# Share photos of planted bowls & 2.5 gals!



## Friendlyfishies (Aug 16, 2012)

I've always enjoyed looking at those mini set ups! Feel free to share photos of yours! 

*welcome to add the names of plants you have, your lighting & inhabitants! 

Plus, that is your favorite plant and why? 

Enjoy


----------



## Mo (Mar 15, 2012)

Stock: a few Bladder snails, and One single ramshorn snail
Plant Species: Hornwort, Anacharis, Willow Moss, Java Moss, and Java Fern,


----------



## feralhound (Jun 2, 2013)

My first planted in a 2.5 that was given to me, thinking of rescaping a bit now that I have a better idea of what I'm doing. maybe add a driftwood centerpiece. 
I use a 6500k 13watt flourecent bulb (maybe it's overkill, but my plants have done nothing but thrived!)
Plants: Wisteria, Lobelia Cardinalis, and I think that's a type of anubias in the back but I'm not sure. 
Home to pond and trumpet snails


----------



## peachii (Jan 6, 2013)

My jar from walmart.

Inhabitants are 5 Red Cherry shrimp, 2 amano shrimp and 2 Pink Ramshorn snails
Plants - Vals, Green hygro, Taiwan moss, Ludwiga, Rotala, Scarlet Temple, Frogbit, Water lettuce, Greater Duckweed


----------



## Emmalee01 (Apr 16, 2012)

My two 2.5g tanks.


----------



## itsme (Jun 4, 2013)

This is my NPT 6 gallon long divided into 2 gallons each in June 2013.

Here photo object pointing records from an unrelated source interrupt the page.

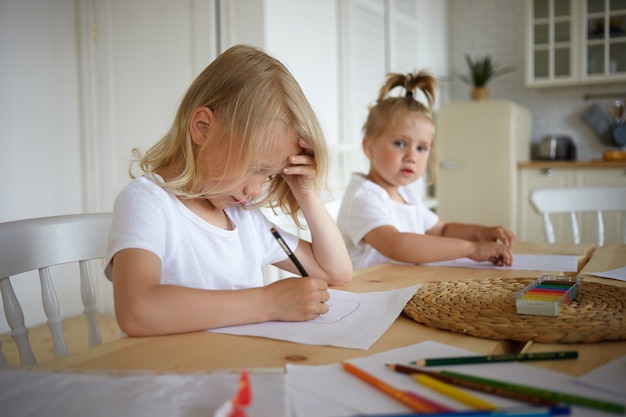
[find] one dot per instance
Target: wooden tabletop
(206, 351)
(590, 355)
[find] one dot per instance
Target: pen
(476, 386)
(289, 253)
(515, 357)
(411, 400)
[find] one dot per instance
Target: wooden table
(206, 351)
(590, 355)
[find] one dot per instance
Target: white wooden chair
(575, 200)
(41, 243)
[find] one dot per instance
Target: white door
(137, 59)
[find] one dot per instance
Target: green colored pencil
(570, 399)
(513, 357)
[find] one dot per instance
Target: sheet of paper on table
(522, 262)
(337, 393)
(354, 320)
(25, 393)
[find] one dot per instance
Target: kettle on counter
(557, 148)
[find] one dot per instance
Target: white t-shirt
(193, 252)
(366, 206)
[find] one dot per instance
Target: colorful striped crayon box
(546, 295)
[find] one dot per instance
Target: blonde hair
(247, 90)
(387, 107)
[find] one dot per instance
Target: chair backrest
(38, 244)
(575, 200)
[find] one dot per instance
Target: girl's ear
(367, 146)
(202, 120)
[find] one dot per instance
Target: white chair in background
(576, 200)
(38, 244)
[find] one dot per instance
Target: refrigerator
(479, 144)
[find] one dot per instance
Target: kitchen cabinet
(535, 175)
(575, 42)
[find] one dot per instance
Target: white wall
(302, 35)
(40, 148)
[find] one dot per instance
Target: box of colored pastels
(547, 295)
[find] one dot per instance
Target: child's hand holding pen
(297, 299)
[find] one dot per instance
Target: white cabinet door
(575, 42)
(138, 58)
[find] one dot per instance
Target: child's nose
(254, 188)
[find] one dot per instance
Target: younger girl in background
(187, 246)
(381, 218)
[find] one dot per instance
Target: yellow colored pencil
(453, 392)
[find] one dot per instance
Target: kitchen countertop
(595, 163)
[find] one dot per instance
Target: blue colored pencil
(505, 412)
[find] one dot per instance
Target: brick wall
(496, 27)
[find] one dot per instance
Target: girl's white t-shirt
(193, 253)
(366, 206)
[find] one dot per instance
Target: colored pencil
(289, 253)
(514, 357)
(411, 400)
(503, 412)
(500, 392)
(571, 399)
(453, 392)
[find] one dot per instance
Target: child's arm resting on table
(144, 307)
(418, 248)
(474, 232)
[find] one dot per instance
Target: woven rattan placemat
(486, 308)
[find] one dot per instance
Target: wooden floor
(75, 331)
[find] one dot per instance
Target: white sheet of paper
(610, 377)
(354, 320)
(43, 394)
(619, 273)
(333, 387)
(522, 262)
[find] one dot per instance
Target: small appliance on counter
(557, 148)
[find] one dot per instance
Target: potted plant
(481, 71)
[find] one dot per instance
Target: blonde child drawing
(187, 244)
(381, 218)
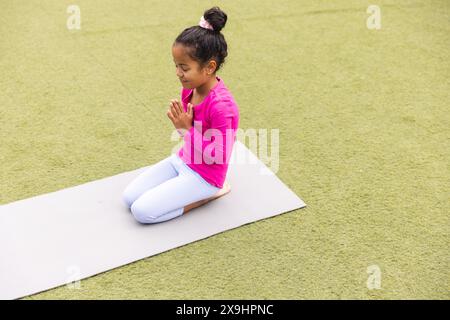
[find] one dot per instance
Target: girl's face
(188, 71)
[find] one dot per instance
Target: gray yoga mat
(60, 237)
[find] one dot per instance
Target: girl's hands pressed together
(180, 119)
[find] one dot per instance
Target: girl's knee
(143, 214)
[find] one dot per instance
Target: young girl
(195, 174)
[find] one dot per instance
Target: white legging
(161, 192)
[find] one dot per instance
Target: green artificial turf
(364, 129)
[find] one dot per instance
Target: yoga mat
(53, 239)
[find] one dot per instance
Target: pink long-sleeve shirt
(208, 144)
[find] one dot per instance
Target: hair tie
(205, 24)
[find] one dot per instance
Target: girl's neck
(204, 89)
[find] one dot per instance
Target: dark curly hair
(206, 44)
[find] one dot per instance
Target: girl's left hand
(180, 119)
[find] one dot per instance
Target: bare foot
(225, 189)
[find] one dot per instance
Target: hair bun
(216, 18)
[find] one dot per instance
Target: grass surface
(364, 137)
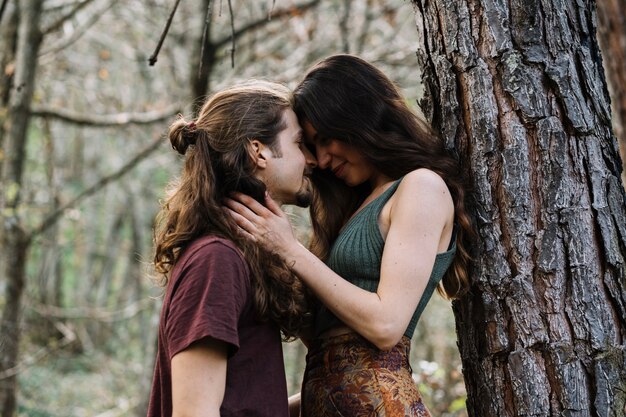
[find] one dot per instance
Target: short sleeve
(209, 294)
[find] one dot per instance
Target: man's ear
(259, 153)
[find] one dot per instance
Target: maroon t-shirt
(209, 294)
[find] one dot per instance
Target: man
(219, 349)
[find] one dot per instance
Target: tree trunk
(203, 60)
(517, 88)
(15, 242)
(612, 39)
(8, 43)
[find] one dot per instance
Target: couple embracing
(388, 216)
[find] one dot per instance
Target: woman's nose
(309, 158)
(323, 157)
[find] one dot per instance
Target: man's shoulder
(212, 250)
(215, 245)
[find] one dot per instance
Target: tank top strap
(381, 200)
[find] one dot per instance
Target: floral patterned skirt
(347, 376)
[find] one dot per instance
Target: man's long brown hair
(347, 99)
(218, 162)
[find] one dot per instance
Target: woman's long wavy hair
(218, 162)
(347, 99)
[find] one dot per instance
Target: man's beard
(304, 196)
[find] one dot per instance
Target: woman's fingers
(249, 202)
(246, 227)
(273, 205)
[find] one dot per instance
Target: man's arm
(199, 379)
(294, 405)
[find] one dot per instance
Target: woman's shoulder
(425, 180)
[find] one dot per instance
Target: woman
(388, 218)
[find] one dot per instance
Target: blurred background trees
(84, 164)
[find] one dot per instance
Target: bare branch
(232, 34)
(99, 314)
(263, 21)
(57, 25)
(153, 58)
(343, 25)
(2, 7)
(80, 31)
(56, 215)
(205, 35)
(69, 336)
(119, 119)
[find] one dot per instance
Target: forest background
(100, 112)
(96, 164)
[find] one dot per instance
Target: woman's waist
(341, 349)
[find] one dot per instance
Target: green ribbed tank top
(356, 256)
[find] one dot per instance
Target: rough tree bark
(14, 239)
(612, 39)
(517, 88)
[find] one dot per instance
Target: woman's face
(345, 162)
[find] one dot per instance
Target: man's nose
(323, 157)
(309, 158)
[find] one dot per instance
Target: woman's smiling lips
(339, 169)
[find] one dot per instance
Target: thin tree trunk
(517, 88)
(203, 60)
(15, 242)
(612, 39)
(8, 44)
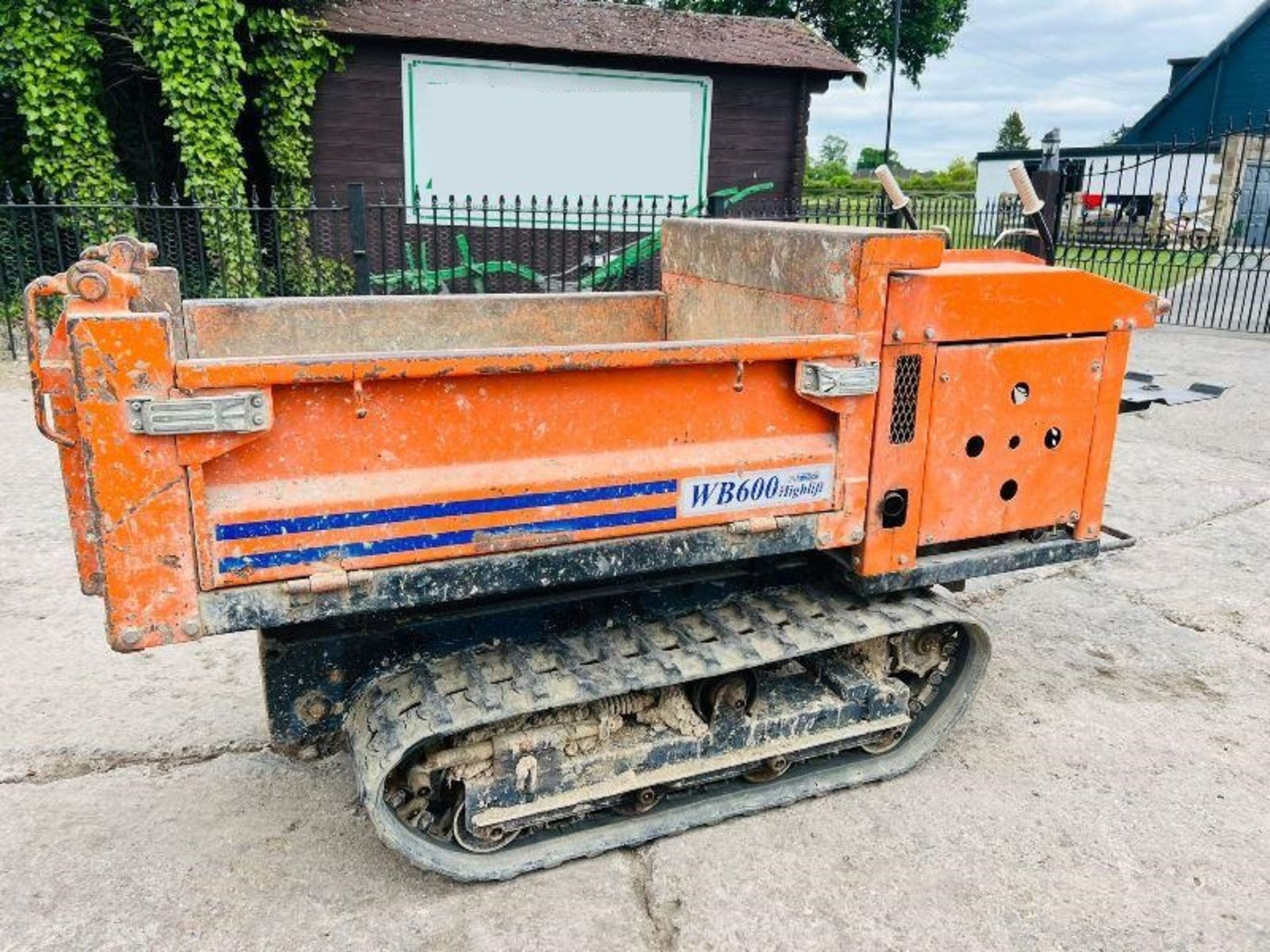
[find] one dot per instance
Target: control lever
(1033, 206)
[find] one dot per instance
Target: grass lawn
(1150, 270)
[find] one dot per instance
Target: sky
(1085, 66)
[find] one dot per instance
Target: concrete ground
(1234, 296)
(1108, 790)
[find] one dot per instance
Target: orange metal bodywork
(411, 456)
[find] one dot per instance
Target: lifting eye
(894, 508)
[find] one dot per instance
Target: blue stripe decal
(436, 510)
(459, 537)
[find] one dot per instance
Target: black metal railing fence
(1191, 220)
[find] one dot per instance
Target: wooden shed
(566, 97)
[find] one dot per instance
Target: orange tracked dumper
(574, 571)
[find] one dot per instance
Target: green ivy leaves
(50, 59)
(50, 56)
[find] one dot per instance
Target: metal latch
(334, 580)
(832, 380)
(248, 412)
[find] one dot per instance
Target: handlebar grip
(1032, 202)
(898, 200)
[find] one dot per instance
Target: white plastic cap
(1023, 186)
(898, 200)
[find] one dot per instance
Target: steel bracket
(829, 380)
(247, 412)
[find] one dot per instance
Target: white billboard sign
(486, 128)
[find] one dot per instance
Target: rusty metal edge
(272, 604)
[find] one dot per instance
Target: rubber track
(447, 695)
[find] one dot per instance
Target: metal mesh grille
(904, 408)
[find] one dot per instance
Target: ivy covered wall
(83, 80)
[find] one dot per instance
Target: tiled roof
(579, 26)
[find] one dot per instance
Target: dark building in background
(761, 77)
(1228, 85)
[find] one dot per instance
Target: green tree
(1117, 134)
(833, 150)
(1013, 135)
(50, 61)
(860, 28)
(872, 158)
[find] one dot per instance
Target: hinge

This is my NPT 2 1/2 gallon set up in May 2013


----------



## Niece (Feb 27, 2012)

peachii said:


> My jar from walmart.
> 
> Inhabitants are 5 Red Cherry shrimp, 2 amano shrimp and 2 Pink Ramshorn snails
> Plants - Vals, Green hygro, Taiwan moss, Ludwiga, Rotala, Scarlet Temple, Frogbit, Water lettuce, Greater Duckweed


 
I've seen those jars at walmart. Can you put heaters in them?


----------



## peachii (Jan 6, 2013)

Niece said:


> I've seen those jars at walmart. Can you put heaters in them?


You can, it's quite big enough for one. it's 2 gallons so a pretty good size and they also make bigger ones.


----------



## Niece (Feb 27, 2012)

peachii said:


> You can, it's quite big enough for one. it's 2 gallons so a pretty good size and they also make bigger ones.


 

Thanks. :] I might check them out. Although I would hope to find a 3 but I've only seen the two at my walmart.


----------